Brian and I hustled over to the start line fully aware of the lack of wind but hopeful that the forecast would hold for the breeze to fill in by Noon. As we approached the Richmond Yacht Club there was a great convergence of sailboats on a glassy sea; nobody was out sailing unless they were "racing" that day, there was just no reason for it. Did I mention that the wind sucked?
We checked in and took our place drifting in a shipping channel waiting for the start; I saw a few people I knew drift by, it was light enough that we had enough time for a 2 to 3 minute chat. The current was pushing us toward the breakwater so I'd scull every once in a while to keep off the "rocks".
About 5 minutes before the start the red and white flag went up, luckily it was accompanied by an announcement on 69 since I had absolutely no idea what that flag meant, I was too busy staring at the guy with the shotgun...this was Richmond after all.
This was also Brian's introduction to Serious Uppity Yacht Racing. Hmmm, sure is a good way to ensure he comes back....hot weather, no wind, and 50 boats drifting around trying to avoid all the Moore 24s being towed out of RYC. Brian is an artsy soul, filled with wonderful surrealist performance art type ideas. Traveling at speeds up to 1/10 of a knot, he thought it would really be funny if we staged a "freak out" (my words not his) at the sight of a jellyfish. Start screaming, "they're coming to get me!!! Aiiieeeee, the jellyfish are coming!!!" then jump in the water, flailing like they're attacking, jump back on the boat yelling "they're in the water too!!!" We amused ourselves for 10 minutes with this line of thought. Then it occurred to me that this might be the first symptom of heatstroke. Did I mention the 90 degree temperature that went along with NO WIND?
The postponements finally ended after 40 minutes. There still wasn't wind but the ebb was lessening I guess. We were drifting on the race committee side of the line and were within 40-50 feet of every single shotgun blast they did. With no wind and a slow heavy boat, we were within painfully close range of the 4 shots per start for all 5 starts...that's right 20 shotgun blasts at close range. We jumped every single time and that's even knowing they were coming. It took us 15 minutes to cross the line from about 20 yards behind it at the 5 minute warning gun-blast. I raised my arms in victory when we finally crossed it; at least we had started.
But there were other boats infinitely better sailed and better suited for the conditions.

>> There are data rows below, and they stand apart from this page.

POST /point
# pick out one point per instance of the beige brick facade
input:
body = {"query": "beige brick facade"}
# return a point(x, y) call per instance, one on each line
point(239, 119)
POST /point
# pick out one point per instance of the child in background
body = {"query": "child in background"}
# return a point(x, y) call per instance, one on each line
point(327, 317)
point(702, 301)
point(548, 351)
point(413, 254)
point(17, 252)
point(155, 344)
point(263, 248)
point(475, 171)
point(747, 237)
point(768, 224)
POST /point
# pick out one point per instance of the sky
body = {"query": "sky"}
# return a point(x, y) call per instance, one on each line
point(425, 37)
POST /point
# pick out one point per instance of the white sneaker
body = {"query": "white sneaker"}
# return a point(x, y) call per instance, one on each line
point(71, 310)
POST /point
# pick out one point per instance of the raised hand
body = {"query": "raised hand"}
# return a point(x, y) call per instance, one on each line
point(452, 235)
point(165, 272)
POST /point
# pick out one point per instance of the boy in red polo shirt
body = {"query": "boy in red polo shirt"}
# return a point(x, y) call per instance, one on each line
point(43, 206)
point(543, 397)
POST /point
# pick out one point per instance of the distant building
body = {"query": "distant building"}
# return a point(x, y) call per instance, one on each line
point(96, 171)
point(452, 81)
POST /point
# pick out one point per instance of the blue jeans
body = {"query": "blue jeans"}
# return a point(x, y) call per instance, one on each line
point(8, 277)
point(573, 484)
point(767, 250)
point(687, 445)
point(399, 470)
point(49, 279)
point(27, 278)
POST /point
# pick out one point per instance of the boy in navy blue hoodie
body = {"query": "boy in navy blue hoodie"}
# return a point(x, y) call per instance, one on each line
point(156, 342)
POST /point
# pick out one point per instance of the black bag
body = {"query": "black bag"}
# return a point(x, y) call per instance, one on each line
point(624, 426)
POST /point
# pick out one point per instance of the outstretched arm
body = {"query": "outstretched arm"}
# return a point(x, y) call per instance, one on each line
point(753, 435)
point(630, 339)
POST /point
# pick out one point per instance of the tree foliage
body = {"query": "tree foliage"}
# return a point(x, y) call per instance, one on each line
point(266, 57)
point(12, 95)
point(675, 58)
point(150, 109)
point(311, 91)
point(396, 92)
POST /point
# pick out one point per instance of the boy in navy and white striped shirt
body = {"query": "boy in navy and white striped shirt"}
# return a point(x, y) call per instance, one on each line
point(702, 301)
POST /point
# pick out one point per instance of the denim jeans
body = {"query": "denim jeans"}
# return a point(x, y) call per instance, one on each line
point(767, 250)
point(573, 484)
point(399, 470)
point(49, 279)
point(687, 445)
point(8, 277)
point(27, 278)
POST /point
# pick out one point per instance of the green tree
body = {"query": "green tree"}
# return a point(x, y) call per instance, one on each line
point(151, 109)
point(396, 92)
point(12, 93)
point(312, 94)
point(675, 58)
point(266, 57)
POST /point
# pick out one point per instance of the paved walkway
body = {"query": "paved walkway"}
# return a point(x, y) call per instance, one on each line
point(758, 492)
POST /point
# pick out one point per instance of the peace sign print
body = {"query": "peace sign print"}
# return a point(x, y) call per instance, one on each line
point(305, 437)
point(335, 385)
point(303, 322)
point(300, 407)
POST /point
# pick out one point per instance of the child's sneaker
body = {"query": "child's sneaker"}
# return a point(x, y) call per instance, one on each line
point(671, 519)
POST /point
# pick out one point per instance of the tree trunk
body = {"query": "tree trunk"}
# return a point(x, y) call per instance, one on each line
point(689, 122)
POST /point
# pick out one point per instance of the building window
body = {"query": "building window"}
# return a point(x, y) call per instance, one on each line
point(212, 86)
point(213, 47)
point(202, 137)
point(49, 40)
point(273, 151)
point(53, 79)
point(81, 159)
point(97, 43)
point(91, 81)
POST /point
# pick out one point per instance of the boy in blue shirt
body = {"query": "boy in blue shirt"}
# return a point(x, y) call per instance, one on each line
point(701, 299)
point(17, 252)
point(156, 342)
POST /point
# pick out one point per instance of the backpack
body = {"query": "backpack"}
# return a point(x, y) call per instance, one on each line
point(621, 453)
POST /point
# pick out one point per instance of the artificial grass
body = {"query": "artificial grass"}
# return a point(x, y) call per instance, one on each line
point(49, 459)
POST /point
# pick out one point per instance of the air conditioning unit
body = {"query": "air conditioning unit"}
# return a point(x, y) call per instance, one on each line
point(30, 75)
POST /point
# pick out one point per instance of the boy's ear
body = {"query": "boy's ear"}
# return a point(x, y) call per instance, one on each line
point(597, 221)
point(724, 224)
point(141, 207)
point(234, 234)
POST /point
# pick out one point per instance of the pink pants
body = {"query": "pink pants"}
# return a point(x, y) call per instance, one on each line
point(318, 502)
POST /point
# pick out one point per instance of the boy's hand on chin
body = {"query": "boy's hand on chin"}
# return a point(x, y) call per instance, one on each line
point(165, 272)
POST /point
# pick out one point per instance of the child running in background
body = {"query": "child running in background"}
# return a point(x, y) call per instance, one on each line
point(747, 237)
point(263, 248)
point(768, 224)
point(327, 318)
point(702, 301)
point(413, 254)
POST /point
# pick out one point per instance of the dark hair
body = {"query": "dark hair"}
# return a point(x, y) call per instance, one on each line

So we were way behind very quickly. There were a few boats in our same situation (too heavy to move in this kind of wind) and we drifted near them. Finally, when we were about to ram another boat into that pier that you see in the picture above, I looked over to Brian and said, "do you want to go to Angel Island?" He said, "sure", and I fired up my 20HP light-air sail and started motoring away.
We got our picture in NorCal Sailing (where there is a great writeup), so it wasn't too bad of a day. The wind finally filled in the slot and we got to sail in 15-20 knots for about an hour while the rest of the fleet had a frustrating day sailing into one wind hole after another (see article above). 27 of 52 boats finished but none would exactly fit Lady Bug's profile (lame ass old cruiser of a boat with dacron sails) so I'm glad we made the decision we did after about 2 hours of drifting maybe 2-300 yards.
All in all, we raced, we sailed and we got to go back to the marina and enjoy a warm beer. An excellent way to spend my son's third birthday!